Источник. Книга 1 - Рэнд Айн. Страница 37

— С таким большим?.. — мягко спросила она.

— С таким большим удовольствием, — закончил он, надеясь, что она не станет развивать эту тему.

— Ах, конечно, — сказала она. — Дом Айнсвортов. Вы его спроектировали. Извините. Вы оказались случайной жертвой одного из моих редких приступов честности. У меня они случаются нечасто. Вам это, конечно, известно, если вы читали мою вчерашнюю заметку.

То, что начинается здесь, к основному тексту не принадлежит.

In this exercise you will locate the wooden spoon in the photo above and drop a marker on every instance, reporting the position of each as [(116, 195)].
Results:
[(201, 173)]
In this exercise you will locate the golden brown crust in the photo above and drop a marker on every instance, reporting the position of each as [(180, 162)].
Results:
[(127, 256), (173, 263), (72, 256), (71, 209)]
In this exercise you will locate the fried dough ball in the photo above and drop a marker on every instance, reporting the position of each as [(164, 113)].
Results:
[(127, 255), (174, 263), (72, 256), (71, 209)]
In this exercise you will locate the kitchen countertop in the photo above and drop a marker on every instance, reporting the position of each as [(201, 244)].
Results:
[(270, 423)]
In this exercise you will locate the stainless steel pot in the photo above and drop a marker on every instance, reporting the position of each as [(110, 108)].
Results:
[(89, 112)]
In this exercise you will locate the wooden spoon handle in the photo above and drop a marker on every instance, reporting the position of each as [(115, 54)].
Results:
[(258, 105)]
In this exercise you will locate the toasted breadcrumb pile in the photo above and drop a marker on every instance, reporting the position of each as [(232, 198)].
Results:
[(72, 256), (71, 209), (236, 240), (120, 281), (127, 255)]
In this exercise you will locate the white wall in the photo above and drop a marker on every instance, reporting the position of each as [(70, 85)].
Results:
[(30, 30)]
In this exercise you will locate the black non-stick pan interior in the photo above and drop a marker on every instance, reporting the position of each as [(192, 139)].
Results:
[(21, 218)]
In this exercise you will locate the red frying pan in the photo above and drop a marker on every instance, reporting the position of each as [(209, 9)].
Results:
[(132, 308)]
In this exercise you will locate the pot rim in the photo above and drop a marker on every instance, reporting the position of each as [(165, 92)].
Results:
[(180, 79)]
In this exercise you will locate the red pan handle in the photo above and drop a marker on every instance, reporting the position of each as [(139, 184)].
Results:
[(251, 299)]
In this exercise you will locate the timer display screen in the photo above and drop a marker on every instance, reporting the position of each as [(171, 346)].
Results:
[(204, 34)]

— Да, читал. И… что ж, последую вашему примеру и буду с вами совершенно откровенен. Только не сочтите за жалобу — нельзя жаловаться на тех, кто тебя критикует. Но согласитесь же, Капитолий Холкомба значительно хуже во всех тех аспектах, за которые вы нас разбомбили. Почему же вы вчера так его расхвалили? Или у вас было такое особое задание?

— Не льстите мне. Никаких особых заданий у меня не было. Неужели вы думаете, что кому-то в газете есть дело до того, что я пишу в колонке об интерьере? Кроме того, от меня вообще не ждут статей о капитолиях. Просто я устала от интерьеров.

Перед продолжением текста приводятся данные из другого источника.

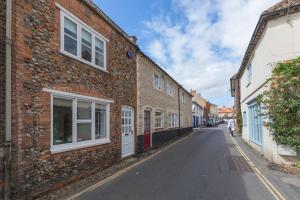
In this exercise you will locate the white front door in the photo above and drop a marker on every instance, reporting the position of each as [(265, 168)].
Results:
[(127, 118)]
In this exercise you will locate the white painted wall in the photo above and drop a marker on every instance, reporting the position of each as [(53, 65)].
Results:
[(280, 41)]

— Тогда почему же вы расхвалили Холкомба?

— Потому что его капитолий настолько ужасен, что высмеивать его просто скучно. И я решила, что будет забавнее, если я восхвалю его до небес. Так и вышло.

— Значит, такая у вас позиция?

— Значит, такая у меня позиция. Но моей колонки никто не читает, кроме домохозяек, которым все равно не хватит денег на приличную отделку, так что это не имеет значения.

— Но что вам действительно нравится в архитектуре?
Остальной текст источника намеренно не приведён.